La Habana, Cuba.- Ya el paisaje urbano de Estados Unidos se va llenando de barrios marginales y los refugios que dan albergue a los desamparados sin casa están completamente repletos, mientras las solicitudes de una o varias plazas siguen aumentando con el crecimiento de los desalojos por falta de pago.
"Yo no quiero estar en las calles", dijo Janice Johnson, una madre soltera que vive de la asistencia pública. "Yo estoy tratando de mantener que niños en la escuela. Con esta situación del desamparo, estoy recibiendo llamadas de que mi hijo de ocho años se está quedando dormido en clase".
El pasaje dramático que trasmite AP es una consecuencia de la crisis económica, y más concretamente de la tormenta hipotecaria causada por empresas irresponsables que reciben miles de millones de dólares del Gobierno.
Janice Hohnson no recibe nada.
Los acreedores de los dueños de inmuebles son completamente impíos. No les interesa que los desahucios golpeen duro a los sectores pobres de las ciudades, a medida en que cifras récord de caseros se ven impedidos de pagar sus préstamos, lo que está dejando en la calle a numerosos inquilinos.
Nadie en Washington está muy preocupado por la suerte de las madres con hijos que llenan los albergues para desamparados que han quedado repentinamente en la calle.
"No damos abasto por la cantidad de personas con este problema", dijo Mercedes Márquez, administradora general de viviendas de la municipalidad de Los Ángeles. "Y la ola sigue llegando", según recogió AP.
No es solamente Los Ángeles, Casi todas las grandes y medianas ciudades se enfrentan al mismo problema.
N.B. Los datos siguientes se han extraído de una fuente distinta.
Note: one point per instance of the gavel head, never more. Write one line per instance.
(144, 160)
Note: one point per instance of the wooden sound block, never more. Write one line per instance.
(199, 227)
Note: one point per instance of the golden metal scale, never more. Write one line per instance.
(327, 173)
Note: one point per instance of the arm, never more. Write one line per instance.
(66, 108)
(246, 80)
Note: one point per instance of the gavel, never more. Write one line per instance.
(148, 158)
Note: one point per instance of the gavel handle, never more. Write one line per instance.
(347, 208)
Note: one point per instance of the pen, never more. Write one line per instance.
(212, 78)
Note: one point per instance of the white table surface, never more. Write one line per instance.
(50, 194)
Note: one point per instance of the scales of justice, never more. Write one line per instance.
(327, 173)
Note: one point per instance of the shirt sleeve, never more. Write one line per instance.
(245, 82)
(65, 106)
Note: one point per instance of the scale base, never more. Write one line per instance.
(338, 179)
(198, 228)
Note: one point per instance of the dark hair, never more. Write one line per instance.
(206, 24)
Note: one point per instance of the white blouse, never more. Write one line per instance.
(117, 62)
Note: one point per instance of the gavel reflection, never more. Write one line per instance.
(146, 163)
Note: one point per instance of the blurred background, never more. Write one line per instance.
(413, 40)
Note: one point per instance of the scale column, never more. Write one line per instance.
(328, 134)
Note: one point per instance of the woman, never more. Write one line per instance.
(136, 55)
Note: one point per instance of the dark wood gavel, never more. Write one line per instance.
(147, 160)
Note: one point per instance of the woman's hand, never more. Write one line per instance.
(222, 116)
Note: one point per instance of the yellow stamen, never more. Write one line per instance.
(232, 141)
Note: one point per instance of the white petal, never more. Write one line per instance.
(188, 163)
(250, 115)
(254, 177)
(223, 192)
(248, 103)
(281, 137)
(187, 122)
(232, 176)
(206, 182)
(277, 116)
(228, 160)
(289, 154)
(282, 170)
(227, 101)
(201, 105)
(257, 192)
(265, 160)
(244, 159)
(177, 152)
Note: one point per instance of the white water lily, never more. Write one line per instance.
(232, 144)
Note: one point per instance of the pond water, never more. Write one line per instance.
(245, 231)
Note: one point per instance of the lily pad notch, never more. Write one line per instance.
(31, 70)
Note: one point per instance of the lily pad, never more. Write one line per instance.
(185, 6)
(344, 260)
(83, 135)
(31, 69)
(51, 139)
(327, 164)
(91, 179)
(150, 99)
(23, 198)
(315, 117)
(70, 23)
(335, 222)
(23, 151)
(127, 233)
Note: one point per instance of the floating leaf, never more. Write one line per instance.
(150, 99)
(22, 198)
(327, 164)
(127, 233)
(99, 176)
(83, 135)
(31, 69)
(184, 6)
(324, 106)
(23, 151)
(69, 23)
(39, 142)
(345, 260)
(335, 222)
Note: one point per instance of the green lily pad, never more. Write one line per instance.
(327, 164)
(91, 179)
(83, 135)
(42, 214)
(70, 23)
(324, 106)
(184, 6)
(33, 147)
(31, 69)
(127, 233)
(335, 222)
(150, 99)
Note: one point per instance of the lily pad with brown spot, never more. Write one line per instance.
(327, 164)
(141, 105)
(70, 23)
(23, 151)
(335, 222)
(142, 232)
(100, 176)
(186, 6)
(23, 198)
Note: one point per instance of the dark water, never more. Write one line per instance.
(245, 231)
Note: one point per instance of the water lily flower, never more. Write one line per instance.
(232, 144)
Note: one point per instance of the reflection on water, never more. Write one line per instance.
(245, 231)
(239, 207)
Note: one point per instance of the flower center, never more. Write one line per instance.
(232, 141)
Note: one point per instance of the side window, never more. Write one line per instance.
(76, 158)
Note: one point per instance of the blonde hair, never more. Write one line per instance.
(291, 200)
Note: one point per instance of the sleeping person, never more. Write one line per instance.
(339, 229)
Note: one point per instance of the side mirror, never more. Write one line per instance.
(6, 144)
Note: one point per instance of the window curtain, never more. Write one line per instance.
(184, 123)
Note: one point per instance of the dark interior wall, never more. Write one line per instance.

El número de desalojos de casas hipotecadas en Chicago se ha triplicado en los últimos dos años, a 4 500 en el 2008.
La municipalidad de Boston comenzó a enviar tarjetas a inquilinos informándoles de sus derechos y ahora requiere que los dueños de edificios coloquen en la propiedad un cartel que especifique quién es el casero y un contacto local.
Pero la crisis sigue andando. "Los ejecutivos de los bancos acreedores sienten la mayor indiferencia hacia los pobres que quedan en la calle y no se percatan de que con ello están provocando problemas sociales y llevando a los adolescentes a la delincuencia para lograr algún dinero. A los bancos solamente les interesa poder vender de nuevo el inmueble desalojado.
Es poco lo que se puede hacer en Estados Unidos cuando un juez ordena un desahucio y la situación tenderá a empeorar con el crecimiento de la masa de desempleados en el país.
Debemos hacer una aclaración, en los albergues no vive nadie. Las puertas se abren a las seis de la tarde y las luces se apagan a las diez de la noche. A las siete de la mañana todos los desamparados deben abandonar el refugio, y hay miles y miles de personas en esta situación.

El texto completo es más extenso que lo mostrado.